The Microsoft console turns off v-sync and goes all out to render as many frames as possible. The result is virtually ever-present tearing: a mammoth 61 per cent of the console's 60Hz output consists of torn frames in these tests, and controller response varies dramatically depending on frame-rate.
PlayStation 3 is very bizarre indeed. For the most part it is still v-synced (a virtually unnoticeable 0.1 per cent of torn frames here, all of them lurking near the bottom of the screen, almost impossible to see), but the massive variation in the frame-rate introduces some horrible judder and a quite off-putting variance in controller response.
It's difficult to recommend the unlocked frame-rate on either console. The games are designed around 30FPS, and the impact to image quality on both systems is considerable. However, at least it feels as though there is some advantage to using it on Xbox 360 - controller response overall feels crisper, even if the tearing is truly horrific.
Moving back to the prescribed locked frame-rate modes, initially it seems that we're looking at a like-for-like experience. Lessons have clearly been learned from the lamentable PS3 rendition of the original BioShock, which was considerably inferior to the 360 build by just about all measurable technical criteria.
For starters, the sub-HD resolution of PS3 BioShock is gone: both versions are running at native 720p, and both feature no anti-aliasing. The blur filter added to PS3 BioShock (and removed in a subsequent patch) thankfully does not return. And, as we've seen, while frame-rate isn't spectacular, it feels more refined than the last game.
The big visual differentiator between the two games comes down to the handling of transparent "alpha" textures.

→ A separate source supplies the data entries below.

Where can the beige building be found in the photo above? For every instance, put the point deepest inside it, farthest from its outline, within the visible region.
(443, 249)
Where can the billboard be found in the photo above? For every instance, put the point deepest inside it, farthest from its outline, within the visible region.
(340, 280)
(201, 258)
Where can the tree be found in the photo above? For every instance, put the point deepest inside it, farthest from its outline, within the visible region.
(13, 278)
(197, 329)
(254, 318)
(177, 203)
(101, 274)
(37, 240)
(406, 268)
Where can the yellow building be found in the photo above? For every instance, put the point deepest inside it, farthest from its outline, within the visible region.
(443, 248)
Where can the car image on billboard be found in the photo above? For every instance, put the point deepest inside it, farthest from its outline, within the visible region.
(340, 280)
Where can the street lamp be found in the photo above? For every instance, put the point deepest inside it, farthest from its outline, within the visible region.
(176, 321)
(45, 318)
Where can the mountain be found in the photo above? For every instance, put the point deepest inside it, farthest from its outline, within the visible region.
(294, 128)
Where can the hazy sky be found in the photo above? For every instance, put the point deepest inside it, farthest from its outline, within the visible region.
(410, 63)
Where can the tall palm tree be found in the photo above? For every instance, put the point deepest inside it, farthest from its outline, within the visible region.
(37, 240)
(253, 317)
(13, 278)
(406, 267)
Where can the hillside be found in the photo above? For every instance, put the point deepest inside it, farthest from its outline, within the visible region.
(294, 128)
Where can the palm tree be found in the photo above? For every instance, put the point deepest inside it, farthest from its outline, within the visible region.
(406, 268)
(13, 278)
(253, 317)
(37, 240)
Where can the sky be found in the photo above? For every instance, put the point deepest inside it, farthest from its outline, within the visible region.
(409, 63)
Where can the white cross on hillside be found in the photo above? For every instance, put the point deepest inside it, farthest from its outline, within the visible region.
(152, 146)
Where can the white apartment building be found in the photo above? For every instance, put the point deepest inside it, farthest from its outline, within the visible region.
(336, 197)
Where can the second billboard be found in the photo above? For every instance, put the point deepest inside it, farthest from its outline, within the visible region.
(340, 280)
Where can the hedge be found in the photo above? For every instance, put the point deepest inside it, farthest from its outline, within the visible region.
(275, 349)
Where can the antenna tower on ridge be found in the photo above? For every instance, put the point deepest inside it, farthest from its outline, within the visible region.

These eat up bandwidth and fill-rate on the consoles, and as regular Digital Foundry readers will know, the 10MB dedicated RAM attached directly to the Xbox 360's Xenos GPU can give the Microsoft console a very real advantage here.
A very common solution on PS3 is to reduce the resolution of these textures: Killzone 2 for example scales them up from a quarter-resolution buffer, but adds multi-sampling anti-aliasing to smooth off the edges. For effects that are on-screen for a split second (for example, explosions) it's very hard for the human eye to notice much difference: it's a massive bandwidth-saver, with little impact on overall image quality.
BioShock 2 employs the same trick with its transparencies (without the MSAA). A massive amount of the game's alpha textures are rendered with a quarter-resolution buffer, which is fine, except for one problem: these aren't on-screen for a split second, they are there a lot of the time. All of the water, particles and fire effects in BioShock 2 are rendered in this way, meaning that depending on the scene, some or even all of the screen is being generated at quarter-HD resolutions.
Even some of the neon decals have a quarter-res effect on them that stays constant no matter how far you are away from them - the upshot being that, weirdly, the further away you move from the texture, the more obvious it becomes. To some extent or another, the sub-HD elements are with you for much of the game. After all, Rapture is an undersea city springing a hell of a lot of leaks: water is everywhere. It's as much a part of the BioShock 2's signature look as the art deco architectural style. Even transparent items such as EVE hypos exhibit the effect.
What's odd is that this can result in some very weird and unattractive effects that I'm not sure are artifacts of this decision, or simply bugs in the game: the final shot of the vanquished Big Sister reminds me somewhat of the low-res texture bug with the Big Daddies in the PS3 version of the first BioShock. Not pretty, and it's difficult to understand why it's happening.